Tensorflow2.0进阶学习-分布式自定义循环训练 (十)

其实分布式最核心的方式就是tf.distribute.Strategy这个函数，只要在这个函数的管理范围都可以。自定义循环训练

自定义循环训练

引包
数据准备
创建一个分布式策略
模型准备
跑起来
加载模型
循环数据

引包

引入一些基础包

# Import TensorFlow
import tensorflow as tf

# Helper libraries
import numpy as np
import os

print(tf.__version__)

数据准备

fashion_mnist = tf.keras.datasets.fashion_mnist

(train_images, train_labels), (test_images, test_labels) = fashion_mnist.load_data()

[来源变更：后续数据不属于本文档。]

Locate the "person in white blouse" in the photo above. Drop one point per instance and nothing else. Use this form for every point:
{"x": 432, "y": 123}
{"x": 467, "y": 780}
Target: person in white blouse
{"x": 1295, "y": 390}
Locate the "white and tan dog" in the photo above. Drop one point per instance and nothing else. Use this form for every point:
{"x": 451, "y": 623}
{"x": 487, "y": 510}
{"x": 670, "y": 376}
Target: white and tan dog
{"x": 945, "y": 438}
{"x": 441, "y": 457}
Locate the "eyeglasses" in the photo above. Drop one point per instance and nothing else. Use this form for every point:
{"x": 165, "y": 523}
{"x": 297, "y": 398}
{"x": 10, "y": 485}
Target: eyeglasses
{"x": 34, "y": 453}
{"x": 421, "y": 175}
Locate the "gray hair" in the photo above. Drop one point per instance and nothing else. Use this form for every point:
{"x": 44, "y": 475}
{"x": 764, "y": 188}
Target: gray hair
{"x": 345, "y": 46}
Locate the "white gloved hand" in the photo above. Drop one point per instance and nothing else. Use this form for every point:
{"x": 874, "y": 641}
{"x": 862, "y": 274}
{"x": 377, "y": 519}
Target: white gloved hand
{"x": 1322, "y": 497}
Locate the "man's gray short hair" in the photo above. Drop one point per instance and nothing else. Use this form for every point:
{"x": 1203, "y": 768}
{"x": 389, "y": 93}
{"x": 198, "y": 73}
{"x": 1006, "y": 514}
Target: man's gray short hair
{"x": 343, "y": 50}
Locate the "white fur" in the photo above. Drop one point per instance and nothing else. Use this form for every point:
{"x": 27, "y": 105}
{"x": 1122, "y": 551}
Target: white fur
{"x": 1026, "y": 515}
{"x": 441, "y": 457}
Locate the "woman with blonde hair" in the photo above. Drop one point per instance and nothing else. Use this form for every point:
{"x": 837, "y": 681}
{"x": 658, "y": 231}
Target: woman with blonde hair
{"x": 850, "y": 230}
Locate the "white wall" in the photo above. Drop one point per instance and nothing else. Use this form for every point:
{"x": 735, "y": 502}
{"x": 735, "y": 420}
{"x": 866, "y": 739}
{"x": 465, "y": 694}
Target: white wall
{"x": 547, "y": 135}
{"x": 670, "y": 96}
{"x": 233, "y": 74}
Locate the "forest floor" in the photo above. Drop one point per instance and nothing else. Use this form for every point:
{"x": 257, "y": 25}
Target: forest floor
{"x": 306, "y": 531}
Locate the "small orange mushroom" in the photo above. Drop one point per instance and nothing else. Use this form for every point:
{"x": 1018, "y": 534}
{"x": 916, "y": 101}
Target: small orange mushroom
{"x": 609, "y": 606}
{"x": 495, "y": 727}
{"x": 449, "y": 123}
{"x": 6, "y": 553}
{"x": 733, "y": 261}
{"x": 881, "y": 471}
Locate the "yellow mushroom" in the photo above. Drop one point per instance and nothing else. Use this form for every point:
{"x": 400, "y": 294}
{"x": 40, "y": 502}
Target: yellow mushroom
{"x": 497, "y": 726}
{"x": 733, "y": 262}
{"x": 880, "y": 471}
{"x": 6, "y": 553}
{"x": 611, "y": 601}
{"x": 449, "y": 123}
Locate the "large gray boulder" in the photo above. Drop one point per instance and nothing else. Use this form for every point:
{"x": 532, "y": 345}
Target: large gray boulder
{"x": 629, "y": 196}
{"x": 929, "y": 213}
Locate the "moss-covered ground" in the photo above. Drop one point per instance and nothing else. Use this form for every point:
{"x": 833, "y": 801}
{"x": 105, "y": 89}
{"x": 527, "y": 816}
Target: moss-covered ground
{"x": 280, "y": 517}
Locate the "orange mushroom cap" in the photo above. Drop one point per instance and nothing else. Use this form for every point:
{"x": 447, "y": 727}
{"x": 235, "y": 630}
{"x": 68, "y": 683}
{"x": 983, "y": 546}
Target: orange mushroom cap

# Adding a dimension to the array -> new shape == (28, 28, 1)
# We are doing this because the first layer in our model is a convolutional
# layer and it requires a 4D input (batch_size, height, width, channels).
# batch_size dimension will be added later on.
train_images = train_images[..., None]
test_images = test_images[..., None]

# Getting the images in [0, 1] range.
train_images = train_images / np.float32(255)
test_images = test_images / np.float32(255)

创建一个分布式策略

tf.distribute.MirroredStrategy 策略是如何运作的？

所有变量和模型图都复制在副本上。
输入都均匀分布在副本中。
每个副本在收到输入后计算输入的损失和梯度。
通过求和，每一个副本上的梯度都能同步。
同步后，每个副本上的复制的变量都可以同样更新。

有了strategy 后，之后代码就在它的管理范围内写就好啦，就分布式辽。

# If the list of devices is not specified in the
# `tf.distribute.MirroredStrategy` constructor, it will be auto-detected.
strategy = tf.distribute.MirroredStrategy()

来让我看看到底几个设备，只有一个GPU

print ('Number of devices: {}'.format(strategy.num_replicas_in_sync))

# Number of devices: 1

将数据变成注入流水线，就像流水一样，源源不断地注入模型中进行训练。

# 对数据集的超参数进行设置
BUFFER_SIZE = len(train_images)

BATCH_SIZE_PER_REPLICA = 64
GLOBAL_BATCH_SIZE = BATCH_SIZE_PER_REPLICA * strategy.num_replicas_in_sync

EPOCHS = 10

设置完毕后，创建数据集分发它们

train_dataset = tf.data.Dataset.from_tensor_slices((train_images, train_labels)).shuffle(BUFFER_SIZE).batch(GLOBAL_BATCH_SIZE) 
test_dataset = tf.data.Dataset.from_tensor_slices((test_images, test_labels)).batch(GLOBAL_BATCH_SIZE) 
# 数据也要用strategy进行修饰
train_dist_dataset = strategy.experimental_distribute_dataset(train_dataset)
test_dist_dataset = strategy.experimental_distribute_dataset(test_dataset)

模型准备

def create_model():
  model = tf.keras.Sequential([
      tf.keras.layers.Conv2D(32, 3, activation='relu'),
      tf.keras.layers.MaxPooling2D(),
      tf.keras.layers.Conv2D(64, 3, activation='relu'),
      tf.keras.layers.MaxPooling2D(),
      tf.keras.layers.Flatten(),
      tf.keras.layers.Dense(64, activation='relu'),
      tf.keras.layers.Dense(10)
    ])

  return model

# Create a checkpoint directory to store the checkpoints.
checkpoint_dir = './training_checkpoints'
checkpoint_prefix = os.path.join(checkpoint_dir, "ckpt")

定义损失函数的时候要注意一下。

如果使用 tf.keras.losses 类（如下面的示例所示），则需要将损失缩减显式地指定为 NONE 或 SUM。与tf.distribute.Strategy 一起使用时，不允许使用 AUTO 和 SUM_OVER_BATCH_SIZE。不允许使用 AUTO，因为用户应明确考虑他们想要的缩减量，以确保在分布式情况下缩减量正确。不允许使用SUM_OVER_BATCH_SIZE，因为当前它只能按副本批次大小进行划分，而将按副本数量划分划留给用户，这可能很容易遗漏。因此，我们转而要求用户自己显式地执行缩减操作。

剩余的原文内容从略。